Estela Jaquez was never happier to have homework.
The single mother and Fort Worth teacher battled two horrifying ordeals while enrolled in the Master of Education in Curriculum and Instruction – Literacy Studies online program at UTA. She didn't miss a beat in school.
"Being a student at UTA made me stronger," Jaquez said. "It's a good distraction. I didn't have time to be a victim. I didn't have time to have self-pity. I didn't have time to cry because I said, 'I have back-to-back assignments, and I don't want to fall behind.'"
In December 2017, Jaquez's only child expressed suicidal thoughts after being bullied in school for several years. He spent four months in therapy and is doing better and back in school.
"My biggest fear is losing my son," Jaquez said. "When they did an assessment on him, the counselor said if he had scored one more point, he would have gone to the emergency room. I struggled as a mom with how to discipline him and how to love him. It was hard.
"We're still talking about it and working it out.

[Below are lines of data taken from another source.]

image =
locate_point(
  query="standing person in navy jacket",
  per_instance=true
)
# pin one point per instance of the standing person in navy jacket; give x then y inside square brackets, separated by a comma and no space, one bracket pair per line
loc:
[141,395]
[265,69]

We're hoping that as a middle school student he will mature a little bit and know how much his father and I love him."
As if that wasn't trying enough, Jaquez also suffered a detached retina in one of her eyes and had three surgeries to prevent total blindness around the same time.
"When people say, 'Oh, I can't do it. I can't go back to college,' I tell them that I faced my two biggest fears. Those were two huge obstacles: to have my son entertain suicidal thoughts and to practically go blind. You get out of the program what you put into it."

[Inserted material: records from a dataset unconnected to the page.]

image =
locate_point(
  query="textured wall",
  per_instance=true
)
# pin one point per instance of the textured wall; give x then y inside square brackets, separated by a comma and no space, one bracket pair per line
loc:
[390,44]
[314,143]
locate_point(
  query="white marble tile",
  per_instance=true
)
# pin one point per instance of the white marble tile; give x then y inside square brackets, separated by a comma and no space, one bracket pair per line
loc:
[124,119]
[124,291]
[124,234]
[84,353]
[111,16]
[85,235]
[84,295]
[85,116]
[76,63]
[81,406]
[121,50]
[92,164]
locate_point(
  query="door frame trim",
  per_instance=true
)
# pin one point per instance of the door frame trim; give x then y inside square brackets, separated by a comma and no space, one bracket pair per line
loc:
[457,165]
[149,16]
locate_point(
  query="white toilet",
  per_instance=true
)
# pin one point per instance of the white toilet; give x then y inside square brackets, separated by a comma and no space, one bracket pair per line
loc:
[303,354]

Jaquez, whose first language is Spanish, teaches pre-kindergarten at Worth Heights Elementary, where she attended school and then student-taught before being hired full-time 14 years ago. She graduated with a bachelor's degree in education from Texas Wesleyan University in 2003.

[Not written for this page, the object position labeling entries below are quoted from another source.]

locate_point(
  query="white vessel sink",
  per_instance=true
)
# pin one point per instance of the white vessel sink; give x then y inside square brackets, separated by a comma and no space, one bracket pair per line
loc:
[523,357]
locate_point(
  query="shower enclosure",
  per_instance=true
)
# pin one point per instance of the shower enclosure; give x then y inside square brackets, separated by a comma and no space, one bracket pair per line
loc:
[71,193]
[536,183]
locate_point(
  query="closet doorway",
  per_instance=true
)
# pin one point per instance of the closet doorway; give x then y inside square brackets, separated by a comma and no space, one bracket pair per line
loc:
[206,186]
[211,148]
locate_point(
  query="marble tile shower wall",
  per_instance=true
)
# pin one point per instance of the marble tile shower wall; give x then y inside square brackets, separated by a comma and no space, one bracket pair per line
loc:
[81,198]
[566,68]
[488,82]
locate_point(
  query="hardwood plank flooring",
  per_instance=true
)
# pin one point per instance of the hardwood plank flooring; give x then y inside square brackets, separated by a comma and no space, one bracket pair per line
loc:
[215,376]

"Over the years, I have had several students with speech delays," Jaquez said. "I'm so fascinated by nature versus nurture when it comes to language acquisition.
"I want to share my knowledge and experience and work more with early childhood development and with the bilingual department. Both have a lot to do with literacy."
That's why Jaquez jumped at the chance to enroll in the online M.Ed. in Curriculum and – Literacy Studies program after a UTA representative visited her campus.
"I wanted to do it for myself," she said. "My goal was to earn a master's degree before I was 30 years old, which didn't happen. I knew I wanted to go back to school. Thankfully, the representative from UTA came and offered this program. I kept on saying, 'It's okay. I'll postpone it.' There's never a perfect moment."
Jaquez initially struggled with the fully online format. However, Sydney Jones, a co-worker who attended UTA and was familiar with the Learning Management System (LMS) used in the online M.Ed. in Curriculum & Instruction in Literacy Studies program, helped her.
"Online was kind of scary to me," she said. "I was overwhelmed the first time I looked at Blackboard. Not that it was terribly complicated, but for the first time looking at it, I was like, 'I don't know what this is.'
"Thankfully, Sydney said, 'This is your class. This is where you click. There are your modules. This is week one. This is your syllabus.' She guided me through it."
The flexibility of the online format proved to be a godsend — especially with all of the personal problems Jaquez faced.
"It's been manageable," she said. "I'm the type of person who likes to be organized. I print the syllabus, the coursework and the calendar for the assignments. Then, I make it compatible with my work calendar. I always try to stay two weeks ahead in assignments. I try to work ahead. The flexibility is nice."
Lean on Me
The UTA faculty is one of the main reasons Jaquez has thrived in the online M.Ed. in Curriculum and Instruction – Literacy Studies program.
"Whenever they do the course welcome on [the LMS], you feel a connection," she said. "Plus, the first assignment for every course is an introduction. I read the introduction from the professor, then did my own introduction. The professors always provide feedback and say welcome.
"They provide their office number and email. The professors make each course wonderful, so I didn't feel lost online. If I have a question, they always get back to me within 24 hours or less."
As Jaquez prepared for her first eye surgery, she said her instructors were extremely accommodating.
"Even though they were willing to give me extensions and work with me, which I really appreciated, I only took one extension on one day," she said. "Throughout my issues with surgery and my son, I didn't abuse their willingness to work with me."
Jaquez appreciates the attention she receives as an online student and hopes to provide similar nurturing experiences to her own students.
"When I was a little girl and a student at Worth Heights Elementary, we had career day," she said. "The teacher asked everybody what they wanted to be. I said 'teacher' and never regretted my decision. I really appreciated the UTA faculty more with each course."
Having the right mindset helped Jaquez persevere while preparing for the next step of her career.
"You are your own obstacle," she said. "This program is so achievable. I had a lot of struggles last year. I still managed to have A's in all of my nine classes."
That performance, which will culminate with graduation day in May 2019, also helps Jaquez set a good example for her son.
"I always say to my son, 'Look, mommy has a good report card. You need a good report card, too,'" she said. "I used it to motivate him. I feel like this experience made me stronger. That's why I want to walk across the stage. It took a lot to get there."